Question 1. Find the mean of each of the following set of numbers:
(a) First 5 natural numbers
(b) First 7 whole numbers
(c) First 4 prime numbers
(d) 1.3 cm, 5.7 cm, 9.8 cm, 6.4 cm, 6.9 cm
(e) Rs. 7, Rs. 19, Rs. 31, Rs. 43, Rs. 70
Answer:
(a) The first 5 natural numbers are 1, 2, 3, 4, 5. To find their mean, we add these numbers and divide by how many there are. \[ \text{Mean} = \frac{1+2+3+4+5}{5} = \frac{15}{5} = 3 \] The mean of these numbers is 3. Finding the mean helps us understand the average value of a set.
(b) The first 7 whole numbers are 0, 1, 2, 3, 4, 5, 6. We sum these numbers and then divide by 7 to get the mean. \[ \text{Mean} = \frac{0+1+2+3+4+5+6}{7} = \frac{21}{7} = 3 \] So, the mean of the first 7 whole numbers is 3. Whole numbers include zero, which is important for calculations.
(c) The first 4 prime numbers are 2, 3, 5, and 7. To calculate their mean, we add them up and divide by 4. \[ \text{Mean} = \frac{2+3+5+7}{4} = \frac{17}{4} = 4.25 \] The mean of these prime numbers is 4.25. Prime numbers are special because they can only be divided by 1 and themselves.
(d) The given measurements are 1.3 cm, 5.7 cm, 9.8 cm, 6.4 cm, and 6.9 cm. We find the mean by adding all these lengths and dividing by 5. \[ \text{Mean} = \frac{1.3+5.7+9.8+6.4+6.9}{5} = \frac{30.1}{5} = 6.02 \text{ cm} \] The average length is 6.02 cm. Understanding mean helps to find a central value for a set of data.
(e) The amounts are Rs. 7, Rs. 19, Rs. 31, Rs. 43, and Rs. 70. To find the mean, we sum these amounts and divide by 5. \[ \text{Mean} = \frac{7+19+31+43+70}{5} = \frac{170}{5} = \text{Rs. } 34 \] The average amount is Rs. 34. This calculation is useful for budgeting or finding average costs.
In simple words: For each part, add all the given numbers together. Then, divide the sum by how many numbers there are. This gives you the mean, which is the average value. Remember to use "Rs." for money and "cm" for lengths.
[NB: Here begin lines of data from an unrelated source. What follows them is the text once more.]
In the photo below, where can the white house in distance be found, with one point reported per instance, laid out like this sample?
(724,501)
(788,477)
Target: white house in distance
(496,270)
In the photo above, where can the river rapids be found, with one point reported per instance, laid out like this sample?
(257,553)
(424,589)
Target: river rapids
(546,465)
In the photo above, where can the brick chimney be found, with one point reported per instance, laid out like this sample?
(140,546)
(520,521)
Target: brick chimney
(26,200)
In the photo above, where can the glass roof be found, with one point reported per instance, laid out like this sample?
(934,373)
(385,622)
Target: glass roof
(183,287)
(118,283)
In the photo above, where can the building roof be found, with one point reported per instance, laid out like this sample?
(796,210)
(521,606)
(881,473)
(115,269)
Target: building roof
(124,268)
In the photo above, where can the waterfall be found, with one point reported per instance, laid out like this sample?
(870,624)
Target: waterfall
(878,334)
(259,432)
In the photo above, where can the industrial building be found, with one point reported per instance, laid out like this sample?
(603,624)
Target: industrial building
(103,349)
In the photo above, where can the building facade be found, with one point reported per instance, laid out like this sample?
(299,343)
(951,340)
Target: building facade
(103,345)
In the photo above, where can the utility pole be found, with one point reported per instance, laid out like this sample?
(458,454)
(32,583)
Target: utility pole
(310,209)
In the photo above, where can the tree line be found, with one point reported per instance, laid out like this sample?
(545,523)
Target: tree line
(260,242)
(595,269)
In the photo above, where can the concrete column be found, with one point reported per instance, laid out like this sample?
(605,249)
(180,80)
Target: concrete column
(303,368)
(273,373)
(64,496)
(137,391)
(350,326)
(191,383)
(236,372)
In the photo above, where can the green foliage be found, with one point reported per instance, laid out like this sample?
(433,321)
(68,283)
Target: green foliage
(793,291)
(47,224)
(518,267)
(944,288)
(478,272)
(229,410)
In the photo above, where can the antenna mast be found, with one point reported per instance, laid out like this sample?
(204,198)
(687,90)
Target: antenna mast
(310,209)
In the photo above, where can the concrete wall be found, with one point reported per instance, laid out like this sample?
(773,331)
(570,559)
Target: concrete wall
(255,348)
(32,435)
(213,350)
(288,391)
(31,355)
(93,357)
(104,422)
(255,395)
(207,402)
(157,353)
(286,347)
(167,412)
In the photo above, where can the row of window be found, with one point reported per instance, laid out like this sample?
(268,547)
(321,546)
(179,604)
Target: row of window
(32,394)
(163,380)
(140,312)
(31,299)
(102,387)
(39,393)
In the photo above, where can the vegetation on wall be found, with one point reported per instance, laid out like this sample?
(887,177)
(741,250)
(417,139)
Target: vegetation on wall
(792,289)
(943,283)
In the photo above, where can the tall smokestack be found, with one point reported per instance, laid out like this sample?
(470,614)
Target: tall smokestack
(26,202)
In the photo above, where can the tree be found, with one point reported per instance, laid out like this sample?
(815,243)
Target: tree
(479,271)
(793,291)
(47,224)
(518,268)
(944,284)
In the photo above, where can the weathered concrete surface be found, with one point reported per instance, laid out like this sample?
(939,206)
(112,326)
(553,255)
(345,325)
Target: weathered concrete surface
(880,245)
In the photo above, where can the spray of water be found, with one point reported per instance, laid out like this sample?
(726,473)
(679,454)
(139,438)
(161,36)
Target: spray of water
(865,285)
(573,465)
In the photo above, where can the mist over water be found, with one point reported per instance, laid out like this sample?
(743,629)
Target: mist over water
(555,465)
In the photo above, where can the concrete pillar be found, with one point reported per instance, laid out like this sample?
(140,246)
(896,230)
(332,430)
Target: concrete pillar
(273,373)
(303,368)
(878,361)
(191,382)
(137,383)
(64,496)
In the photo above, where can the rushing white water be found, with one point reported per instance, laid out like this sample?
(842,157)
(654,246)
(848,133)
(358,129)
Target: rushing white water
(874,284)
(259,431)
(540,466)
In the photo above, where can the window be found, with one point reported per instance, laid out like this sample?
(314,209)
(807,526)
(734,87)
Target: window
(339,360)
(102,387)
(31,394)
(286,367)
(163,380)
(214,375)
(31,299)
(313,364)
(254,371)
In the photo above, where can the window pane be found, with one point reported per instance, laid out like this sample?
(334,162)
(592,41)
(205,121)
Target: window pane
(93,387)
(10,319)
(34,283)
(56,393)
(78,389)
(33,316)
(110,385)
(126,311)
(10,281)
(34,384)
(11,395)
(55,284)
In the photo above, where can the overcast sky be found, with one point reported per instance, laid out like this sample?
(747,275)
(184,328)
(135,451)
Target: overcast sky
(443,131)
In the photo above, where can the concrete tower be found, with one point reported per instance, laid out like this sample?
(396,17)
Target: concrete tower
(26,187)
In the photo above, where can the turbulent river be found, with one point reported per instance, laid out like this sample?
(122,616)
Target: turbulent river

🎯 Exam Tip: Always double-check that you've included all numbers in the sum and divided by the correct count of items to avoid simple calculation errors.

 

Question 2. Seema obtained the following scores (out of 100) on a set of spelling tests: What is her mean score?
Answer: Seema's scores on the spelling tests were 80, 85, 90, 71, 60, and 100. To find her mean score, we add all these marks and then divide by the number of tests, which is 6. \[ \text{Mean} = \frac{80+85+90+71+60+100}{6} = \frac{486}{6} = 81 \] Her average score across these tests is 81. The mean gives us a good overall idea of her performance.
In simple words: We add up all of Seema's scores: 80, 85, 90, 71, 60, and 100. This sum is 486. Then we divide 486 by 6 (because there are 6 scores), which gives 81.
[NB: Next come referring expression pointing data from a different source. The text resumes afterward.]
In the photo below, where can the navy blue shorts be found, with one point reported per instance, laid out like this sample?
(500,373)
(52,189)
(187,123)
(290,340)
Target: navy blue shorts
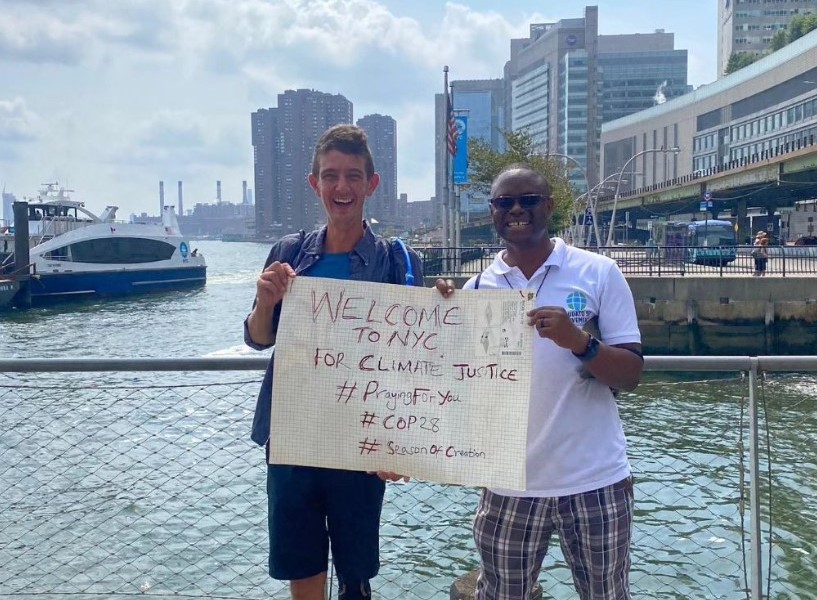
(309,508)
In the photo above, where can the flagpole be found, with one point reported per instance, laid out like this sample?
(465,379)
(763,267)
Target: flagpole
(456,226)
(447,157)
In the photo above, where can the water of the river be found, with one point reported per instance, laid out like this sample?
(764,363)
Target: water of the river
(684,434)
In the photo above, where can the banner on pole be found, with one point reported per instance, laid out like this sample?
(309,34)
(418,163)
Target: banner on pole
(461,157)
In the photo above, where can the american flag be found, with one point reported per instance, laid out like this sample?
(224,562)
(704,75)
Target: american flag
(452,132)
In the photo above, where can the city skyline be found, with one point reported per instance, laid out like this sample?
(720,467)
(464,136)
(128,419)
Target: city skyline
(108,99)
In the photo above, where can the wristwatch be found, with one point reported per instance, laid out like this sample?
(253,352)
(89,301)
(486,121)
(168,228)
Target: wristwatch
(590,351)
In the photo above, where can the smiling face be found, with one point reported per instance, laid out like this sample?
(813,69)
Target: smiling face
(518,226)
(343,186)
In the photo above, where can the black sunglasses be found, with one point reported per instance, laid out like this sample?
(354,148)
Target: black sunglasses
(525,201)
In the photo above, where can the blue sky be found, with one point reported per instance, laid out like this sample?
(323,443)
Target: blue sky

🎯 Exam Tip: When calculating a mean from a list of scores, ensure every score is included in the sum and that the count used for division is accurate.

 

Question 3. Shaleen's last six batting scores were 138, 144, 155, 142, 167, 172. What was his mean score?
Answer: Shaleen's last six batting scores were 138, 144, 155, 142, 167, and 172. To find his mean score, we add all these runs and divide by 6, which is the number of innings. \[ \text{Mean score} = \frac{138+144+155+142+167+172}{6} = \frac{918}{6} = 153 \] His average batting score is 153 runs. A higher mean score usually indicates a more consistent and better player.
In simple words: Add up Shaleen's six scores: 138, 144, 155, 142, 167, and 172. The total is 918. Divide 918 by 6 to get 153.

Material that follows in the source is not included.